The Iovino family from Girasole (which means "sunflower") also owns Mimosa, just off the corner of Ninth and South streets, only this one is a BYOB.

We arrived early and, although the place was empty, were shown to a table for two in the back of the dining room, which was quite dark. The hostess set down menus and walked away. The table for two by the window afforded more light, so we waited a minute or so before we walked over to the brighter table.

Our server greeted us with a smile, and placed red and white wineglasses on the table and opened the Pinot Grigio we brought, which she kept on ice in the back of the restaurant.

Two complimentary bruschette arrived as soon as I took a sip of wine. One piece of bread was burnt, but the chopped tomato and basil topping was tasty. A warm loaf of crusty semolina bread — seemingly homemade — was set before us along with a flat dish of olive oil studded with hot pepper flakes.

Prices at Mimosa are reasonable in comparison with many BYOB places that jack up the numbers because the proprietors don’t have a liquor license.

"Insalata di mare" ($7.50) was a cool seafood salad containing three mussels and three littleneck clams in their shells and a handful of frozen sliced calamari rings. The mollusks sat on a bed of very bitter radicchio that had been bathed in a light vinaigrette.
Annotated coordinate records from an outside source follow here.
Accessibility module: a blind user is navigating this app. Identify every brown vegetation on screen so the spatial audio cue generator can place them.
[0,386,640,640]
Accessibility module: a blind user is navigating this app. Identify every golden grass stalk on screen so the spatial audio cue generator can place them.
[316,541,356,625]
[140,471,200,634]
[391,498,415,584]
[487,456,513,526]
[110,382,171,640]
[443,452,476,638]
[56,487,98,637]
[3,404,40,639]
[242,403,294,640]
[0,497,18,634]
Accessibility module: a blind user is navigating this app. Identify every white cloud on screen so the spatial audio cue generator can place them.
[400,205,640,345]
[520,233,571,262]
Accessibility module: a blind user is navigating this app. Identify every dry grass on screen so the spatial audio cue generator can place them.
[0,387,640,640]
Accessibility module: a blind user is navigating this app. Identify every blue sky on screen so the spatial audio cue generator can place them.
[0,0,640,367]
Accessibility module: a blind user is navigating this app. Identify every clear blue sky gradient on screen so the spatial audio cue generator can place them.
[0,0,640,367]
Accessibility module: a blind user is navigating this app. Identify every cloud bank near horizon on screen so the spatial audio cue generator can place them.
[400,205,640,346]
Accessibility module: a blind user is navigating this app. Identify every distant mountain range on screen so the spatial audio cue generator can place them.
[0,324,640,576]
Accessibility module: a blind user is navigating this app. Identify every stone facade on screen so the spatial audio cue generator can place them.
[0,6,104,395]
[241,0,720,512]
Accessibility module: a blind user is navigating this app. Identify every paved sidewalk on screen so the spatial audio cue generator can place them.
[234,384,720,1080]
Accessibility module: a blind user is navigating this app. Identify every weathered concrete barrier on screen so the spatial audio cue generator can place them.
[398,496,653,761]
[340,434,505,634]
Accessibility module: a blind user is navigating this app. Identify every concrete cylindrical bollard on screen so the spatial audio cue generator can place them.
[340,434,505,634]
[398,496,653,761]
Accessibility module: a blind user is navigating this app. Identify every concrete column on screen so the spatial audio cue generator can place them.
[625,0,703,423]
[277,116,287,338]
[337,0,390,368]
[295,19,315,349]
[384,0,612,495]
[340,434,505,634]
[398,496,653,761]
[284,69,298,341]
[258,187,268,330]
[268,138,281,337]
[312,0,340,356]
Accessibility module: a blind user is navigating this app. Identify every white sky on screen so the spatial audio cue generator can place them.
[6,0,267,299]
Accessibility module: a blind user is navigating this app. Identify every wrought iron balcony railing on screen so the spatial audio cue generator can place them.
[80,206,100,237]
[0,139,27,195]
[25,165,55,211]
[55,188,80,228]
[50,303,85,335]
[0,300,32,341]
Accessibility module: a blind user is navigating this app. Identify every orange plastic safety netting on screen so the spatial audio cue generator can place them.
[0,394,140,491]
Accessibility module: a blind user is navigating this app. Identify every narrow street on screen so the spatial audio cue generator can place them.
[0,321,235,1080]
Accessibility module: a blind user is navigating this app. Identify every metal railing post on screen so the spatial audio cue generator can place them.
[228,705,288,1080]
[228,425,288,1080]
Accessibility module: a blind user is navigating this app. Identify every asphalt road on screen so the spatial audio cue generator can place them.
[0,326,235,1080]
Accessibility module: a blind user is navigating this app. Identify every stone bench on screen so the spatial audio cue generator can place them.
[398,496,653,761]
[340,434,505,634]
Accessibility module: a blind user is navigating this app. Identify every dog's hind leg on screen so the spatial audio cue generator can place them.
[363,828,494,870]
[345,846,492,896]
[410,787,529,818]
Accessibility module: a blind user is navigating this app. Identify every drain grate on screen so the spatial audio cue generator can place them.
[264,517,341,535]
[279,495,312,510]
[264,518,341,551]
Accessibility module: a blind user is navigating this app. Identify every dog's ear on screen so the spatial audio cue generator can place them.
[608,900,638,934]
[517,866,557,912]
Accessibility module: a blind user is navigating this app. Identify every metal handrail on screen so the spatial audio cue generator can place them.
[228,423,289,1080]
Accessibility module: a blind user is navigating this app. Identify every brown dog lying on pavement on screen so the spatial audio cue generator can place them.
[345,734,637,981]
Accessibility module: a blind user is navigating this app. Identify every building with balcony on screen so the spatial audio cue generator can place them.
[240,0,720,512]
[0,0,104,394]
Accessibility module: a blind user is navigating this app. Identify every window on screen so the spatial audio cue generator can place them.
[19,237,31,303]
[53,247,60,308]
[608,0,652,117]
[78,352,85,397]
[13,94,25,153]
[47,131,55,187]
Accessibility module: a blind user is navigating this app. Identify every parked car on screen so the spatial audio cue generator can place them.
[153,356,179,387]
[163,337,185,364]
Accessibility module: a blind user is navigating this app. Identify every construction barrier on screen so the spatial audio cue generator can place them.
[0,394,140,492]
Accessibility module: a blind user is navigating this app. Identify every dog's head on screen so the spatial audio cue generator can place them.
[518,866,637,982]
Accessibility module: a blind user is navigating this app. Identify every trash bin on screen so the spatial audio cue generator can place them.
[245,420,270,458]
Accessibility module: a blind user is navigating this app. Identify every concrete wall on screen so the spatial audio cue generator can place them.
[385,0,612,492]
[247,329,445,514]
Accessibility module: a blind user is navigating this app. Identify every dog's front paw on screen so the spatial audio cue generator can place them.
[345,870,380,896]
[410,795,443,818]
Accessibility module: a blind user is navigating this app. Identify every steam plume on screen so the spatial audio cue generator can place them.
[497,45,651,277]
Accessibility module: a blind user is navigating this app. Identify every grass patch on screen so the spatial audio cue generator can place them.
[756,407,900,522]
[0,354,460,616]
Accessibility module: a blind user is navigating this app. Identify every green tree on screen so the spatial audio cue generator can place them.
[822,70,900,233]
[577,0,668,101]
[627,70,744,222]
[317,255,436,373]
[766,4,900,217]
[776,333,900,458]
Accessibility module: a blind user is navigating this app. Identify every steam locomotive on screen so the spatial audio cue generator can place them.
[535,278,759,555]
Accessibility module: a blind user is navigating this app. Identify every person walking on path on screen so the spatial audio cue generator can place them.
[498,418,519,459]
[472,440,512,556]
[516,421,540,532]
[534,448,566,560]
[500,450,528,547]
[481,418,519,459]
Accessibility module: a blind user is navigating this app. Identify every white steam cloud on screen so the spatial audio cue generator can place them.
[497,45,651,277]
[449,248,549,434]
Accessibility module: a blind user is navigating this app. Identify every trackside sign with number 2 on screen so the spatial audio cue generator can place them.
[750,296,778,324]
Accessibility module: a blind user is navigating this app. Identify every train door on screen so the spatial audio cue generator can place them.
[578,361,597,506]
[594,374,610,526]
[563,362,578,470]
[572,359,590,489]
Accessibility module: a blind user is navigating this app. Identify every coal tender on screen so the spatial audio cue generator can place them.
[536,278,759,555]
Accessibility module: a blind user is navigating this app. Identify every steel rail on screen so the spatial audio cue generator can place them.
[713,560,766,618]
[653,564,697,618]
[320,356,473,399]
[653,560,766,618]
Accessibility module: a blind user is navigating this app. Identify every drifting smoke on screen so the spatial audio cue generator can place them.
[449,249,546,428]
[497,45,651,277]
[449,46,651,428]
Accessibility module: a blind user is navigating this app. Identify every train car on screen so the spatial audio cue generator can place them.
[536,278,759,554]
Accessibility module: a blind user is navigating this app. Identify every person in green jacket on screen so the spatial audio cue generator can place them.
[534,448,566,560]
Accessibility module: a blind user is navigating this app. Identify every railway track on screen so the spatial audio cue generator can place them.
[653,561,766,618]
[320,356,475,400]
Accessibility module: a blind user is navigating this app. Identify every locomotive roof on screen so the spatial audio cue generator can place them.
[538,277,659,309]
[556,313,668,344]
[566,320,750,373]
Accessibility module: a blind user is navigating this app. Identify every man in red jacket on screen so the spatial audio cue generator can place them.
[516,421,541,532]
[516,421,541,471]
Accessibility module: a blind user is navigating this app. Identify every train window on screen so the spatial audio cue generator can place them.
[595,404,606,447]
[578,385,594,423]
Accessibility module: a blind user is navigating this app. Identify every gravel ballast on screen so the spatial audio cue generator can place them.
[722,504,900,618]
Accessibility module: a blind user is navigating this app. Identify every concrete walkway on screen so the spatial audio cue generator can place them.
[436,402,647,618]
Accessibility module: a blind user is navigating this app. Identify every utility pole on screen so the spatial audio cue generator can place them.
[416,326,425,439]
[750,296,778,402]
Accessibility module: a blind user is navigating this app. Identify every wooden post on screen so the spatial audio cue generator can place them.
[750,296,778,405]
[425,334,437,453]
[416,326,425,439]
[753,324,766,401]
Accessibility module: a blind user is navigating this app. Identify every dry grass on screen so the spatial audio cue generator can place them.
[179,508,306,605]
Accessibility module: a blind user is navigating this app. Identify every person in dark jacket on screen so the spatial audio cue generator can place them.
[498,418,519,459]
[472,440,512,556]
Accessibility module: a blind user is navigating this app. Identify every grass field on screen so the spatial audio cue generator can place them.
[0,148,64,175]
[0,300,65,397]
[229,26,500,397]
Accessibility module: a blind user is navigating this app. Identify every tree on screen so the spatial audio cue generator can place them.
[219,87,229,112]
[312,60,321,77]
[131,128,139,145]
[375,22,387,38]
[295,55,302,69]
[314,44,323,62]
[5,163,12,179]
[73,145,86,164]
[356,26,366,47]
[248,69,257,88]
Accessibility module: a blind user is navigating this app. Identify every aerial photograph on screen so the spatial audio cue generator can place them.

The mussels were rather scrawny, neither Prince Edward Island nor the New Zealand variety. If the chef had tasted the radicchio, he would have known it to be bitter and would not have used it. Tiny whole baby squid would have fared better in this antipasto.

The "polpettine a pomodoro" ($6), on the other hand, were scrumptious. A nice-sized portion of homemade tiny meatballs sat in a pool of rich homemade tomato sauce. These meatballs were nice and creamy inside, and they just melted in my mouth. They were seasoned just right. All they required was a bit of fresh Parmigiano-Reggiano, which the hostess hand-grated onto the dish. (She also came over with a large pepper mill whenever a course arrived, but we told her we didn’t need fresh ground pepper on anything.) This was an inspiringly tasty antipasto.

"" Ten pastas are included on the bill of fare at Mimosa. They range from $11-$14, which is a bargain. My husband and I could not decide which one to try because they all sounded so good.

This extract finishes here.